A contradição entre as duas fica ainda mais evidente com a fotografia do filme: Inez nunca aparece em close, estando sempre em planos mais abertos, já que pouco fala de si, de seus sentimentos. Por outro lado, somos apresentados a Adriana em um belo close de seu rosto, já que logo no primeiro encontro  ela conta toda sua história de estudante de moda e amante de gênios da pintura e literatura, com uma sinceridade encantadora. Esse jogo de cenas nos ajuda a percerber como o protagonista se sente, já que Inez está sempre distante e Adriana, por outro lado, compartilha a visão de mundo, desejos e objetivos.
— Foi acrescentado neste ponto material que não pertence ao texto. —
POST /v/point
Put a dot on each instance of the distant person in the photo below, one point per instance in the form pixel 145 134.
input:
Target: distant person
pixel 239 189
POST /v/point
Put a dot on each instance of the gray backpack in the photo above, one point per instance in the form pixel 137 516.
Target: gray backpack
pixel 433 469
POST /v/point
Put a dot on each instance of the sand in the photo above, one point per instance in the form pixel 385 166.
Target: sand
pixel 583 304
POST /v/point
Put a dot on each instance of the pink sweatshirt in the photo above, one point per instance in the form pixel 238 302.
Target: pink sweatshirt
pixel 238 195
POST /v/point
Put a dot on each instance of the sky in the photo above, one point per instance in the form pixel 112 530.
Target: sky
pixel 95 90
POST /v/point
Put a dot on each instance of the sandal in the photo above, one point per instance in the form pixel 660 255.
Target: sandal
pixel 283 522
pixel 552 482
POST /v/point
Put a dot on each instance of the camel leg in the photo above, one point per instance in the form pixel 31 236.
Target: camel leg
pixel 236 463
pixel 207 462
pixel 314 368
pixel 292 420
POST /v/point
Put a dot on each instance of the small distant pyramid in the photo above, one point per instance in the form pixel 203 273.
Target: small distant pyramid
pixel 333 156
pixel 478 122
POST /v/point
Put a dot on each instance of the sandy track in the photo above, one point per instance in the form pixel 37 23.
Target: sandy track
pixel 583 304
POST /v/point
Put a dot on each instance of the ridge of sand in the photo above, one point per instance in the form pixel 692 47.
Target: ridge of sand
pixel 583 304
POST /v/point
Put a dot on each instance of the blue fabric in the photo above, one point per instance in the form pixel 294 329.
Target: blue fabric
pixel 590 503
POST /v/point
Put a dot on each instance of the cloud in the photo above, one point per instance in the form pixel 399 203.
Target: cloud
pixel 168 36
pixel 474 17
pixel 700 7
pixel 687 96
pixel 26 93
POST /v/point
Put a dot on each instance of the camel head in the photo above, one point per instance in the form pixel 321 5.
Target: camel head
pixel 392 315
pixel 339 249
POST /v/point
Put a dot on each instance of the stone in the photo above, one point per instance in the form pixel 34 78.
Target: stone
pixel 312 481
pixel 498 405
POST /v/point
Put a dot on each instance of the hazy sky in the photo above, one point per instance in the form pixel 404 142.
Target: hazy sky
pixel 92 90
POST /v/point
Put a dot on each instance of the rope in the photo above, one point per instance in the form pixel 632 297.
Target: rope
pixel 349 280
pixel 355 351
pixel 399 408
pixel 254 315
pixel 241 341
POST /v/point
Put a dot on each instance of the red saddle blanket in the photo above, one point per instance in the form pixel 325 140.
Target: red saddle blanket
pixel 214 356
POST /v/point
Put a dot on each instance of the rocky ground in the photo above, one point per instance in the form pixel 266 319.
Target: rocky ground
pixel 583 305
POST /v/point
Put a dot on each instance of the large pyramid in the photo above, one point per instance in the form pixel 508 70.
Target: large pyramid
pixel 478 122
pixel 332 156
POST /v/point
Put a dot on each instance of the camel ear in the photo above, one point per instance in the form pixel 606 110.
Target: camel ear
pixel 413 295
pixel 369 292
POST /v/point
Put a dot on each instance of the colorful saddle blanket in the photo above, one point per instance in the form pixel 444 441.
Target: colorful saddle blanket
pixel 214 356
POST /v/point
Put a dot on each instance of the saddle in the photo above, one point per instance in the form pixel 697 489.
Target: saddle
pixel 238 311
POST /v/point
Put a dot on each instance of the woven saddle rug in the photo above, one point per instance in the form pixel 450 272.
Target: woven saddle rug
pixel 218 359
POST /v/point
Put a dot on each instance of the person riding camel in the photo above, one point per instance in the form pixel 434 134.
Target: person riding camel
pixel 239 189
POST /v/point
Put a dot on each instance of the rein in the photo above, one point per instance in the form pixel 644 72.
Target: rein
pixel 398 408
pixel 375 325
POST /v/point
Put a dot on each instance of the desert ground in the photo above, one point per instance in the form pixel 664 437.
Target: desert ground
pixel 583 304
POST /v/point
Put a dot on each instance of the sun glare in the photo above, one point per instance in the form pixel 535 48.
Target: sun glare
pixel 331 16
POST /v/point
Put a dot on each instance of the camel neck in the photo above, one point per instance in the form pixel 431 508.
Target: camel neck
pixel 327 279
É possível até relacionar o protagonista com o próprio Allen, roteirista do filme, uma vez que o diretor parece cada vez mais avesso aos sistemas industriais de Hollywood. Enquanto na capital mundial do cinema investem-se milhões de dólares em efeitos especiais, tecnologia 3D e histórias escapistas com cunho de entretenimento, Allen nos oferece filmes “tradicionais”, com foco nos personagens e seu desenvolvimento. O diretor, assim como o protagonista, parece se espelhar nos clássicos para criar suas obras e não compartilha o desejo de mídia e estrelato dos colegas, tanto que nem compareceu ao Oscar para ganhar o prêmio de melhor roteiro original nesse ano. Chega até ser curioso que o personagem do romance de Gil, por sua vez, seja uma representação dele mesmo (um homem que trabalha em uma loja retrô e deseja voltar para o passado), estabelecendo, dessa maneira, uma relação cíclica entre Allen, Gil e o protagonista do romance.

Por fim, o filme não oferece explicações ou tenta ser realista, mas propõe um debate sobre essa sensação cada vez mais forte de que o passado parece sempre melhor. Com maturidade, Gil parece aceitar o que o rival Paul diz dos primeiros encontros, de que a nostalgia é uma forma de negação do presente, uma noção errada de que sempre a época passada é melhor do que aquela em que vivemos. Utilizando com maestria diversos recursos do cinema, como a fotografia, direção de arte, trilha sonora e iluminação, Allen consegue criar cenas e situações que transmitem o questionamento central do filme sem abusar de clichês ou diálogos manjados.